Y aunque a los 27′, Héber Lópes, de irregular cometido, expulsó a Marcelo Díaz, la ausencia no se notó, aunque el equipo debió bregar mucho más. Aránguiz comenzó a comerse el mediocampo, Vidal mostró un ímpetu impresionante y los laterales contribuían en esa primera gran misión de evitar que los argentinos se vinieran encima. A los 43′ Marcos Rojo también se fue expulsado y todo mejoró para “La Roja”.

En el complemento, los de Pizzi controlaron de buena manera las acciones, e incluso, se acercaron con peligro al arco rival. Vargas, con un remate cruzado, tuvo la más clara. Por su parte, los trasandinos tuvieron el gol del triunfo en un cabezazo de Otamendi que fue desviado de manera magistral por Claudio Bravo. El Capitán vivía su redención.

Y así se llegó al alargue. Dos equipos que trataron de imponer sus términos, pero no lo lograron, se fueron a definir desde los doce pasos.

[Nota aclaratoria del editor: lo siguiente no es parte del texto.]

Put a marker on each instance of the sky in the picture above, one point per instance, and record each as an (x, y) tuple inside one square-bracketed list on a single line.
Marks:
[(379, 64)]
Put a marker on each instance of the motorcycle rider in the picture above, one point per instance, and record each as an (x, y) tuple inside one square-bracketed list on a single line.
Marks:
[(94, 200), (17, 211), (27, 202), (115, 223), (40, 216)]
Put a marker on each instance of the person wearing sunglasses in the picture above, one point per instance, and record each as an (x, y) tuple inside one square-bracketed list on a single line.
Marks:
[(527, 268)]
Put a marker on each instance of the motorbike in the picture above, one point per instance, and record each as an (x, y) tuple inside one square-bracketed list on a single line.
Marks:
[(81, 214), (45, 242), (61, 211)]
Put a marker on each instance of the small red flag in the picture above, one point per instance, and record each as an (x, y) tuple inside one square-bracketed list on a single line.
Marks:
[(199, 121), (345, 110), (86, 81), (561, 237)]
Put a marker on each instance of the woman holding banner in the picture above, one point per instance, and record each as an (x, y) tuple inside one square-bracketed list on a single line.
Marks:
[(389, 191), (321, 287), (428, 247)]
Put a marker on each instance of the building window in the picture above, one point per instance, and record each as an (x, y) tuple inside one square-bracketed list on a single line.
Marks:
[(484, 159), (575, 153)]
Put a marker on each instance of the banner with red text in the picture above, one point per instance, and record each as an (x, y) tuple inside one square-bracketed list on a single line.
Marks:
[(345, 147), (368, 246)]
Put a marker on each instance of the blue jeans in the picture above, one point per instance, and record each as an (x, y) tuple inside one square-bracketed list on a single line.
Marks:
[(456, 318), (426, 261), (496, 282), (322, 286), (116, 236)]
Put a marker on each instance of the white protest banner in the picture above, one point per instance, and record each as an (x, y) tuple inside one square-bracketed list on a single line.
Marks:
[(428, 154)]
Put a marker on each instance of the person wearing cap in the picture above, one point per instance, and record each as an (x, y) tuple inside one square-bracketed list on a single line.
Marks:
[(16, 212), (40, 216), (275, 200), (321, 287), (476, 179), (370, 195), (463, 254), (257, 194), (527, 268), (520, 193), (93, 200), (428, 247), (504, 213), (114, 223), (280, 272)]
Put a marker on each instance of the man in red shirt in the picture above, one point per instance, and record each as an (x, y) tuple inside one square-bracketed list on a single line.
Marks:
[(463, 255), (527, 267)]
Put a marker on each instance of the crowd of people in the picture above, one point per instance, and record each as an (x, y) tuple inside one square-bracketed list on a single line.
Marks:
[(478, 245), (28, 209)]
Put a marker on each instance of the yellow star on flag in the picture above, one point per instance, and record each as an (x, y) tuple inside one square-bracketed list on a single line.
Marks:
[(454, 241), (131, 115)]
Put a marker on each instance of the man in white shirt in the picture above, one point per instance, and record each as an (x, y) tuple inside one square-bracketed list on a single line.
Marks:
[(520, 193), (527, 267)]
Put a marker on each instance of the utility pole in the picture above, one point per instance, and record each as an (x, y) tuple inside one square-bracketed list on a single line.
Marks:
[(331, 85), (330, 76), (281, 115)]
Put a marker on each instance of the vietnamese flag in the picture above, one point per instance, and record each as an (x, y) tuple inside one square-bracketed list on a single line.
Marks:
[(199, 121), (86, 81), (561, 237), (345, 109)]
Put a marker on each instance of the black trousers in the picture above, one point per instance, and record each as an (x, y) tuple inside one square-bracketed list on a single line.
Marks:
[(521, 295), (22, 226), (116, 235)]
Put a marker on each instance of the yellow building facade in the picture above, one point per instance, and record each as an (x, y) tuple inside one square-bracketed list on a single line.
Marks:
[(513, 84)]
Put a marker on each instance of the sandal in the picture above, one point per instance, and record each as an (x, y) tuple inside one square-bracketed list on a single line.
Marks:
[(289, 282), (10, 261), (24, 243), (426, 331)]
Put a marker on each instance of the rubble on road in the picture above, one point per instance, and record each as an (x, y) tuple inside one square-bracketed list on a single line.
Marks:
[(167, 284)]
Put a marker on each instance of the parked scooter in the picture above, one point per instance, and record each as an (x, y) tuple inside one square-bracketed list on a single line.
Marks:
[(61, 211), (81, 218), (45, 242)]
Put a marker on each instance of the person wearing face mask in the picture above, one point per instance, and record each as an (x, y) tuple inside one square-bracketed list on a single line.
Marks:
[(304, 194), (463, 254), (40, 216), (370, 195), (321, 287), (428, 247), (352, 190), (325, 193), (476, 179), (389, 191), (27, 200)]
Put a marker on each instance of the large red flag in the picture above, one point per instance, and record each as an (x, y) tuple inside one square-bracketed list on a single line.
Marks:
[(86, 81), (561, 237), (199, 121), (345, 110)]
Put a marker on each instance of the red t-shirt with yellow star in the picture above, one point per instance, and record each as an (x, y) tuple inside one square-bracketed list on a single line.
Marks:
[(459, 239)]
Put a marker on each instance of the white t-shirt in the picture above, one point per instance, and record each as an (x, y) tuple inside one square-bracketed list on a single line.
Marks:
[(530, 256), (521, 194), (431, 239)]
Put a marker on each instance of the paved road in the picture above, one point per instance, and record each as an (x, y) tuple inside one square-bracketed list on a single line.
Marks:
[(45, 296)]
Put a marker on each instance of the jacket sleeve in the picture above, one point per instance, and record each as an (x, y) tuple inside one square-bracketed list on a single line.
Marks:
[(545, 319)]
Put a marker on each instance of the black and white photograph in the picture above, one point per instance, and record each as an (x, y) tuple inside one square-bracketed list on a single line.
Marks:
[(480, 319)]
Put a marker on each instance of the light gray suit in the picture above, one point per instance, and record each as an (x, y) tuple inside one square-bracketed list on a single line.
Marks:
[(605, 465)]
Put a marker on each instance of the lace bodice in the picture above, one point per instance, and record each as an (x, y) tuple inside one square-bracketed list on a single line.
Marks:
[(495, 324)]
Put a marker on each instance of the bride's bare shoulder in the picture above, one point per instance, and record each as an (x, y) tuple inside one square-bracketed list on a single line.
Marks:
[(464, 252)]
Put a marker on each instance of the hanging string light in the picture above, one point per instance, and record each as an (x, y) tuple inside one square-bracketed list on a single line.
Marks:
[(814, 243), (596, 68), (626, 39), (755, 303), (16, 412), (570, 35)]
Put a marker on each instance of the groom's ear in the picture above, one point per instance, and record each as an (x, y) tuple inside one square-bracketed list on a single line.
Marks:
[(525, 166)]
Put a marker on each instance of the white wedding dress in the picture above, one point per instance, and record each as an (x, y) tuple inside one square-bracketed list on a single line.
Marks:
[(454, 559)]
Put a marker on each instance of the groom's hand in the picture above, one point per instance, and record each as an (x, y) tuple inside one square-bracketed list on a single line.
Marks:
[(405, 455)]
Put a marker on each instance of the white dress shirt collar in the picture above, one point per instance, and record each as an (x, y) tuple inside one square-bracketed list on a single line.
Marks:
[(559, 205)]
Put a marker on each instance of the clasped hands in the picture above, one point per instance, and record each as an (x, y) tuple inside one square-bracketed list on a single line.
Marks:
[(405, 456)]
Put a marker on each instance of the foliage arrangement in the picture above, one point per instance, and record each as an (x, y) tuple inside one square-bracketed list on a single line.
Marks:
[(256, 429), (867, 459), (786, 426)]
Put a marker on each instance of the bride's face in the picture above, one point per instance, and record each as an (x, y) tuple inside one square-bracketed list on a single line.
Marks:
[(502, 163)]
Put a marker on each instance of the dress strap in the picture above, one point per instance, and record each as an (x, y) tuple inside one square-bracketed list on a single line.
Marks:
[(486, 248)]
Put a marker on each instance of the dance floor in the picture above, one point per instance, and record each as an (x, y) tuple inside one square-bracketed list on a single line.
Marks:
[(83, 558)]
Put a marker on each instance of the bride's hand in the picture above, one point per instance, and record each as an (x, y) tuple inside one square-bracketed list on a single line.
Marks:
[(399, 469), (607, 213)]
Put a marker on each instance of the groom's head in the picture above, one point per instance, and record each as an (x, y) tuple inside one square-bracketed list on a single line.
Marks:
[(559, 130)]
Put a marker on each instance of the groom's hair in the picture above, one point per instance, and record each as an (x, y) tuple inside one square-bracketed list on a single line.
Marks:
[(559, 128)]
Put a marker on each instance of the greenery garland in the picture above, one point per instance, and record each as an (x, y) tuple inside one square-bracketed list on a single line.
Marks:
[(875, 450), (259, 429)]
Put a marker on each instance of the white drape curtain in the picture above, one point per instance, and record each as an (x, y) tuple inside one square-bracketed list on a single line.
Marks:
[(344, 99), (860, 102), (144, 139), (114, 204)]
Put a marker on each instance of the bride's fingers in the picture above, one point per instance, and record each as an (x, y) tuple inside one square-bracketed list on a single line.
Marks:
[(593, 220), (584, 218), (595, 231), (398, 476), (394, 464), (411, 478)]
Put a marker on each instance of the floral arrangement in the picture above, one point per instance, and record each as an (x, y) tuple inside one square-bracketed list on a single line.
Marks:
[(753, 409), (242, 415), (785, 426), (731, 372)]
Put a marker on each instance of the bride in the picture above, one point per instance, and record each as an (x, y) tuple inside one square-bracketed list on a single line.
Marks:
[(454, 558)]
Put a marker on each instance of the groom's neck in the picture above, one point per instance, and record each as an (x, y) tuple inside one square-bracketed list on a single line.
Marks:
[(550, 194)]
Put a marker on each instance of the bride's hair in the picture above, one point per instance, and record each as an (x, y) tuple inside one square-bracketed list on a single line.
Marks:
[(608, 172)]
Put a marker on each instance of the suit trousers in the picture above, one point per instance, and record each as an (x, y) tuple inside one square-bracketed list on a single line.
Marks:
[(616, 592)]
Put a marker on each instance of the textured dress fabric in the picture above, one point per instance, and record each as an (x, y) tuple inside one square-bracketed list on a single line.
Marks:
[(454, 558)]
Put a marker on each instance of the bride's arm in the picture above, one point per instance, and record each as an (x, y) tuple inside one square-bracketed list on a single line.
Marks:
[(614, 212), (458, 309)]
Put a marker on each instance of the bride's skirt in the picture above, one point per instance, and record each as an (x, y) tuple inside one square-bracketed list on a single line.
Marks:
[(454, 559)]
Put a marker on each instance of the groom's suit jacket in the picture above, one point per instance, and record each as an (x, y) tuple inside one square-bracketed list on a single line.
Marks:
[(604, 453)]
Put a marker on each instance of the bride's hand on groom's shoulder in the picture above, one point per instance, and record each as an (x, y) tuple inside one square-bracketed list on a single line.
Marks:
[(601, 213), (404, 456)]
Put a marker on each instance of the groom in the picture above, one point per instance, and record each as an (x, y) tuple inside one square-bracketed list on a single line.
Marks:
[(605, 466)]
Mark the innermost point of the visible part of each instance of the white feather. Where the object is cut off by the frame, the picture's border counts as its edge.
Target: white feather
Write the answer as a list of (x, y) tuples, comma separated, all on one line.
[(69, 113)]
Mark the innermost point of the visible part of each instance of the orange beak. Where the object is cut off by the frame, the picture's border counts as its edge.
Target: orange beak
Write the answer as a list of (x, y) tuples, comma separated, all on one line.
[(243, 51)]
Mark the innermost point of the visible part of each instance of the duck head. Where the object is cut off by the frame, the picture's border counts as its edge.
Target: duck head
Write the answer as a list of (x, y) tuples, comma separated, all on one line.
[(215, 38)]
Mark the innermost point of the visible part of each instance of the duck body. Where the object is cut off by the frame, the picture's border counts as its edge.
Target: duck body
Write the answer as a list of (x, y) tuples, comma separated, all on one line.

La historia no pudo comenzar peor. El tiro de Vidal era contenido por Romero, que celebró como si se hubiera ganado el partido. Craso error, tal vez. El primer turno de Argentina era Lionel Messi, un gol que se daba por descontado. Pero cuando la pelota no quiere, no quiere. El remate se fue elevado y todo quedaba igual. Castillo, Aránguiz y Beausejour convertían. Mascherano fusiló a Bravo, pero Biglia, con todos los fantasmas en su cabeza, tiró suave y el arquero se vestía nuevamente de héroe. Era el momento del “Gato” Silva. Y no tuvo problemas, Romero voló para un lado y el balón se fue para otro.

Se acababa la historia…o se volvía a escribir con  letras rojas. Chile campeón y bicampeonato ante el rival de siempre.